On 28/5/13 18:01, John Daggett wrote:
>
> Jonathan Kew wrote:
>

re §6.12:

>> # This means that explicitly disabling the kern feature will not
>> # affect the application of kerning data found in the ‘kern’ table
>> # (as opposed to kerning data associated with the kern feature in
>> # the ‘GPOS’ table).
>>
>> This sounds like it was describing a now-obsolete state of the
>> implementation in Firefox. For UAs that rely on HarfBuzz for text
>> shaping, this is not currently true: if the UA asks HarfBuzz to
>> disable the kern feature, this will disable *both* the kern feature
>> in the ‘GPOS’ table *and* the application of the ‘kern’ table data.
>>
>> The connection between ‘GPOS’ and ‘kern’ table kerning is a
>> low-level implementation detail; I'm not sure CSS Fonts needs to
>> deal with this, but the current text does not describe what actually
>> happens - at least for Gecko, but likely for other UAs as well if
>> they use the HarfBuzz shaping engine.
>
> While the 'font-kerning' property defines behavior that covers
> old-style kerning data (i.e. the 'kern' table), I explicitly
> did not extend the same behavior to 'font-feature-settings: "kern" on'.

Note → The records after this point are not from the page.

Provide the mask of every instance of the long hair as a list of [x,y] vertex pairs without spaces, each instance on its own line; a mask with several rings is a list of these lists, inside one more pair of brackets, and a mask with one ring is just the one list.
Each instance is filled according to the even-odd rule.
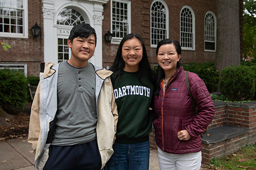
[[154,84],[155,81],[154,79],[152,71],[151,69],[150,65],[148,62],[148,59],[147,58],[147,51],[146,50],[145,45],[144,44],[144,42],[142,37],[138,34],[134,33],[129,33],[126,35],[123,38],[120,42],[120,44],[119,45],[118,48],[117,49],[117,56],[115,56],[115,58],[114,61],[113,63],[111,66],[110,70],[115,74],[115,81],[119,80],[121,76],[123,73],[123,69],[125,66],[125,62],[123,61],[123,58],[122,57],[122,48],[123,47],[123,44],[125,41],[134,38],[139,40],[139,41],[141,43],[143,49],[142,58],[139,62],[139,80],[141,83],[143,84],[141,82],[141,78],[142,76],[146,75],[150,79],[150,82],[151,82]]
[[[174,44],[174,47],[175,48],[176,51],[177,52],[177,53],[178,56],[179,54],[181,54],[181,47],[180,46],[180,43],[177,41],[173,40],[171,39],[165,39],[161,41],[160,41],[158,46],[156,47],[156,56],[158,56],[158,50],[159,50],[159,48],[163,45],[166,44]],[[180,58],[180,60],[177,62],[177,65],[176,66],[176,67],[177,69],[180,66],[180,64],[179,62],[180,61],[180,60],[181,58]],[[158,67],[156,69],[156,74],[158,75],[158,79],[156,82],[156,84],[155,85],[155,95],[158,96],[159,95],[159,90],[160,90],[160,86],[159,84],[161,82],[162,80],[164,78],[164,76],[166,76],[164,74],[164,70],[160,67],[159,65],[158,65]],[[169,80],[170,81],[170,80]],[[168,84],[168,82],[167,82],[167,86]]]

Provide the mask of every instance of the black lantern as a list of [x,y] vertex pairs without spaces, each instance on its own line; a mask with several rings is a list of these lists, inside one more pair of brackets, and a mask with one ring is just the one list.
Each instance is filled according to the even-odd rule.
[[38,26],[38,23],[36,22],[35,26],[32,27],[32,33],[35,37],[38,37],[41,31],[41,27]]
[[112,39],[113,34],[109,32],[109,30],[108,31],[108,33],[105,35],[105,38],[106,39],[106,41],[107,42],[110,42],[111,39]]

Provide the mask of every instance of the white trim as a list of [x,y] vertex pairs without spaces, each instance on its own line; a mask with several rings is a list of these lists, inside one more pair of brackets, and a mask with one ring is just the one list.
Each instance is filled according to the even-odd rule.
[[153,2],[152,2],[151,5],[150,5],[150,47],[151,48],[156,48],[157,45],[155,45],[155,44],[151,44],[151,40],[152,40],[152,28],[151,28],[151,26],[152,26],[152,20],[151,20],[151,14],[152,14],[152,11],[151,11],[151,8],[152,8],[152,6],[153,5],[154,3],[155,3],[156,2],[160,2],[160,3],[162,3],[163,6],[164,6],[164,8],[166,8],[166,39],[168,39],[169,38],[169,9],[168,8],[168,6],[166,4],[166,3],[162,0],[154,0],[153,1]]
[[24,10],[23,33],[0,32],[0,37],[21,38],[21,39],[28,38],[28,9],[27,7],[27,0],[23,0],[23,10]]
[[[113,33],[113,12],[112,12],[112,3],[113,1],[119,2],[121,3],[127,3],[127,20],[128,20],[128,33],[131,32],[131,1],[127,0],[111,0],[110,2],[110,27],[111,27],[111,32]],[[119,44],[123,37],[112,37],[111,40],[111,44]]]
[[[205,16],[208,14],[210,14],[212,15],[212,16],[213,16],[214,20],[214,45],[215,45],[215,47],[214,47],[214,50],[208,50],[208,49],[205,49]],[[217,37],[217,18],[216,16],[215,15],[214,13],[213,13],[213,11],[208,11],[206,14],[204,16],[204,51],[205,52],[216,52],[216,37]]]
[[188,8],[191,12],[192,16],[192,48],[188,48],[188,47],[183,47],[181,46],[181,49],[182,50],[196,50],[196,18],[195,16],[195,13],[193,9],[188,5],[185,5],[183,6],[180,10],[180,45],[181,45],[181,11],[183,10],[184,8]]
[[[5,67],[1,67],[2,66],[7,66]],[[15,67],[15,66],[21,66],[23,67]],[[14,66],[13,67],[9,67],[8,66]],[[27,64],[26,63],[18,62],[18,63],[13,63],[13,62],[1,62],[0,63],[0,70],[4,69],[8,69],[10,70],[22,70],[23,73],[26,76],[27,75]]]

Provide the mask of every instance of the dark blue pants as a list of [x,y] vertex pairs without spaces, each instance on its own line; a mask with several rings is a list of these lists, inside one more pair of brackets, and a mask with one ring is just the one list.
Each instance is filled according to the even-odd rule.
[[51,146],[44,170],[100,170],[101,158],[97,140],[73,146]]

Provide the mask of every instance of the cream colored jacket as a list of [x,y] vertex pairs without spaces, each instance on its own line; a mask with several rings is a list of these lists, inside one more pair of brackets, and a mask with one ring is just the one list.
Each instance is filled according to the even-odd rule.
[[[96,74],[96,99],[98,122],[97,139],[102,167],[113,153],[118,120],[117,107],[110,76],[111,71],[94,66]],[[28,142],[35,152],[36,169],[43,169],[48,158],[57,109],[57,83],[59,64],[42,63],[40,83],[31,107]]]

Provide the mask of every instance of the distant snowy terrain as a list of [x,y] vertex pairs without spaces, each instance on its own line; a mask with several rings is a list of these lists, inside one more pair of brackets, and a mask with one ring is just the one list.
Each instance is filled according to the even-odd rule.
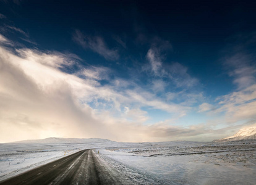
[[255,184],[256,142],[181,142],[100,150],[137,184]]
[[0,181],[82,149],[135,146],[143,144],[58,138],[0,144]]
[[253,139],[130,143],[56,138],[0,144],[0,181],[92,148],[100,152],[100,158],[112,166],[117,176],[134,184],[255,184],[256,181]]

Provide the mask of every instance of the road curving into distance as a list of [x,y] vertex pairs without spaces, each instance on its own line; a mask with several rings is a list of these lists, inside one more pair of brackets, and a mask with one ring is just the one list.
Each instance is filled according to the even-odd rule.
[[79,151],[0,182],[0,185],[120,184],[93,149]]

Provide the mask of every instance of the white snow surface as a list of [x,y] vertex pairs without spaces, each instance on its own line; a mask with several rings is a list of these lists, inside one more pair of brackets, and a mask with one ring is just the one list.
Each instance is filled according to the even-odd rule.
[[[134,184],[255,184],[256,142],[151,143],[100,149]],[[96,151],[98,152],[98,151]]]
[[54,138],[0,144],[0,181],[64,157],[65,152],[67,155],[92,148],[129,184],[256,182],[256,140],[129,143]]
[[2,143],[0,144],[0,181],[80,150],[142,145],[105,139],[58,138]]

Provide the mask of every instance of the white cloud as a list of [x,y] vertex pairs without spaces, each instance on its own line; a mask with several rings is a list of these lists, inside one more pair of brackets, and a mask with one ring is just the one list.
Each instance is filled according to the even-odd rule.
[[207,112],[213,109],[213,106],[207,103],[203,103],[199,105],[198,112]]
[[153,49],[150,49],[147,54],[147,58],[149,60],[151,68],[155,75],[162,76],[163,71],[161,70],[162,62],[161,60],[157,56],[157,51]]
[[6,25],[6,27],[10,29],[10,30],[14,30],[15,31],[20,33],[21,34],[25,36],[26,37],[29,37],[27,33],[26,33],[24,31],[21,30],[20,28],[17,28],[17,27],[13,27],[13,26],[10,26],[10,25]]
[[178,62],[167,64],[163,62],[164,54],[163,52],[171,48],[169,43],[166,46],[156,46],[148,49],[146,57],[149,62],[149,67],[154,77],[168,78],[177,87],[191,88],[198,84],[198,80],[192,77],[187,72],[187,68]]
[[[100,67],[87,71],[90,79],[61,71],[64,66],[74,65],[75,56],[27,48],[13,50],[0,46],[0,142],[51,134],[122,141],[164,141],[192,137],[203,131],[166,124],[143,125],[148,115],[142,107],[179,116],[190,107],[167,104],[141,89],[120,90],[112,83],[95,83],[103,78]],[[105,102],[106,109],[93,108],[93,102]]]
[[73,35],[73,39],[85,49],[90,49],[104,57],[106,60],[116,60],[119,57],[118,51],[109,49],[103,39],[100,36],[85,36],[77,30]]

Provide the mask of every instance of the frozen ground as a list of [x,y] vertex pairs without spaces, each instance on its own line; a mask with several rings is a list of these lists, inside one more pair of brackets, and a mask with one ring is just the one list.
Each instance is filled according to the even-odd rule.
[[255,184],[256,143],[160,142],[100,150],[134,184]]
[[102,139],[56,138],[0,144],[0,181],[80,150],[96,147],[133,147],[135,145],[143,144],[117,142]]
[[48,138],[0,144],[0,181],[74,153],[97,148],[117,176],[134,184],[255,184],[256,141],[126,143]]

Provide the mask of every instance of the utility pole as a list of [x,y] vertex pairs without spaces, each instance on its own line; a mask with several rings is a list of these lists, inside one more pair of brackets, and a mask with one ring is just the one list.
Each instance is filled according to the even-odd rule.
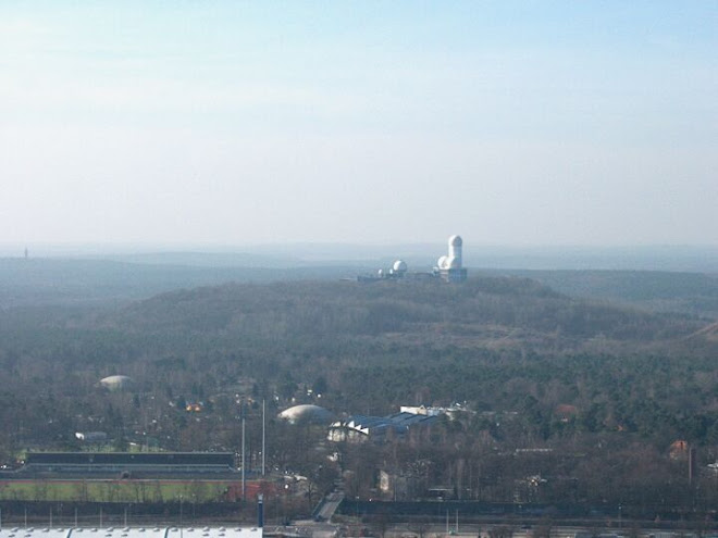
[[262,476],[264,476],[264,470],[267,468],[267,435],[265,435],[265,425],[267,425],[267,420],[265,420],[265,409],[264,409],[265,400],[262,398]]
[[246,486],[245,486],[245,400],[242,399],[242,502],[245,502]]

> The 'font-feature-settings' property is a low-level way of passing
> down specific OpenType parameter settings, so defining "extra"

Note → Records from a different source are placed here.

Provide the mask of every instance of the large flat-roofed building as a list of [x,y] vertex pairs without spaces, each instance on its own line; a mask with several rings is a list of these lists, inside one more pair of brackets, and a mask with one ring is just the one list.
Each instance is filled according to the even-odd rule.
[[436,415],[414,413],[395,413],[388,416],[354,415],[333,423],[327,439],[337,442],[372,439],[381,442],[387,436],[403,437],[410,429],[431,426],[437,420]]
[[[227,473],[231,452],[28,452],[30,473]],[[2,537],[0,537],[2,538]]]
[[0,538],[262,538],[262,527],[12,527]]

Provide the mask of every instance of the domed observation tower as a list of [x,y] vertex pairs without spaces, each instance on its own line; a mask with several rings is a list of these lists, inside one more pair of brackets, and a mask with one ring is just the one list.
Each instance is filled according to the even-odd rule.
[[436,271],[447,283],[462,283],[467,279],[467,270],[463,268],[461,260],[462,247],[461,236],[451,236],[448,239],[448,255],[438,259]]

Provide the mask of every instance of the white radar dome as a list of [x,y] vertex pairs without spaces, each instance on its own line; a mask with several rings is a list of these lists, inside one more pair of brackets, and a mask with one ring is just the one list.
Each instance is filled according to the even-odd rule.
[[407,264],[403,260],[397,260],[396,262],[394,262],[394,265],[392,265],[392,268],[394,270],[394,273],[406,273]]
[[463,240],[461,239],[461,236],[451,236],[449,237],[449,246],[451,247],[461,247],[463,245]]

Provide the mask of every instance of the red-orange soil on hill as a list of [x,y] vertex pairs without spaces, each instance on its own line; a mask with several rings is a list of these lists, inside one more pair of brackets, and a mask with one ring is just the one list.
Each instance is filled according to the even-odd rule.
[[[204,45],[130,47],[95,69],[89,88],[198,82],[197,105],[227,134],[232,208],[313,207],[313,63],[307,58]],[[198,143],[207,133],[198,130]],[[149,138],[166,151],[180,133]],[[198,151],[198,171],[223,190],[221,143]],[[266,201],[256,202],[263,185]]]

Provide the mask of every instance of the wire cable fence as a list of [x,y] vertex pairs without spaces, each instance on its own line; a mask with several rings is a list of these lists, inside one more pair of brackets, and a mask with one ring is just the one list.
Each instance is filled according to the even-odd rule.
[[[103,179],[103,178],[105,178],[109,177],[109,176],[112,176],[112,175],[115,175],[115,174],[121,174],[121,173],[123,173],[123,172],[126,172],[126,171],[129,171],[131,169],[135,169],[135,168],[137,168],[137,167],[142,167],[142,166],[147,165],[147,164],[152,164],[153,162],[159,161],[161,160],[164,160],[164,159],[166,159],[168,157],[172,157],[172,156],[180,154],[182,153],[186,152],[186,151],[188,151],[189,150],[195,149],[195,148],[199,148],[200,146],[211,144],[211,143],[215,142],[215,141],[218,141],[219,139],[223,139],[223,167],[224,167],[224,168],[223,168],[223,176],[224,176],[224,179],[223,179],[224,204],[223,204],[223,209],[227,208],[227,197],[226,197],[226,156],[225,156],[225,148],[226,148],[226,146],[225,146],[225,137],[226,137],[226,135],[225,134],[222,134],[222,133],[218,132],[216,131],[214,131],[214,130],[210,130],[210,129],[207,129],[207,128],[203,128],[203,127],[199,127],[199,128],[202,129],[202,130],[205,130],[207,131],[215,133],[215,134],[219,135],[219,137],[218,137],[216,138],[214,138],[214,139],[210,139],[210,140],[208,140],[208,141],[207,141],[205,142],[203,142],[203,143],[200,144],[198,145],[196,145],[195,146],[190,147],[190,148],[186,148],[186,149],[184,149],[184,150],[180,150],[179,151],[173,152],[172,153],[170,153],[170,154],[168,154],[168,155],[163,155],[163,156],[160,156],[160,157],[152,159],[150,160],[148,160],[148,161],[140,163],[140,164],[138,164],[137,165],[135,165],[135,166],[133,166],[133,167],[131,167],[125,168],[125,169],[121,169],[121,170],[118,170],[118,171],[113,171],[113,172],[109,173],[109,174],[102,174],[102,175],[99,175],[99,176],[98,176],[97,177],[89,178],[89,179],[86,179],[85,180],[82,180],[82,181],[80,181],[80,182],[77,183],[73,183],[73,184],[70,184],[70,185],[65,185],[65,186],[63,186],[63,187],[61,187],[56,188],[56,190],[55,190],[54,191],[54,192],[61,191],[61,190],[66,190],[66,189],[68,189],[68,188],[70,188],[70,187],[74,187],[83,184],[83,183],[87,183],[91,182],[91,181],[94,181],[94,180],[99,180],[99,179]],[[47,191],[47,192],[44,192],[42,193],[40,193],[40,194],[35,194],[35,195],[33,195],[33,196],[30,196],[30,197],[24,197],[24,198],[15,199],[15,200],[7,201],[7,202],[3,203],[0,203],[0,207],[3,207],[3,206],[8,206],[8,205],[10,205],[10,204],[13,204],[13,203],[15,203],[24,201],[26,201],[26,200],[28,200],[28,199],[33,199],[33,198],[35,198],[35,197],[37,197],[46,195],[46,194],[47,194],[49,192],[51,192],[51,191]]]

> behavior like this is sort of odd.
>
> I guess making an exception in this one case is okay but I definitely
> think CSS should *not* be extending the meaning of specific features
> by adding behavior to them ("let's have feature xxx mean .... when
> conditions yyy and zzz are true").
>

It looks like the current (19 August 2013) text here is unchanged, which 
means Gecko (and likely any other harfbuzz-based engine) will be 
non-compliant with this section. Were you going to include some kind of 
exception to reflect the real-world behavior we have here, or are you 
expecting the implementation to change?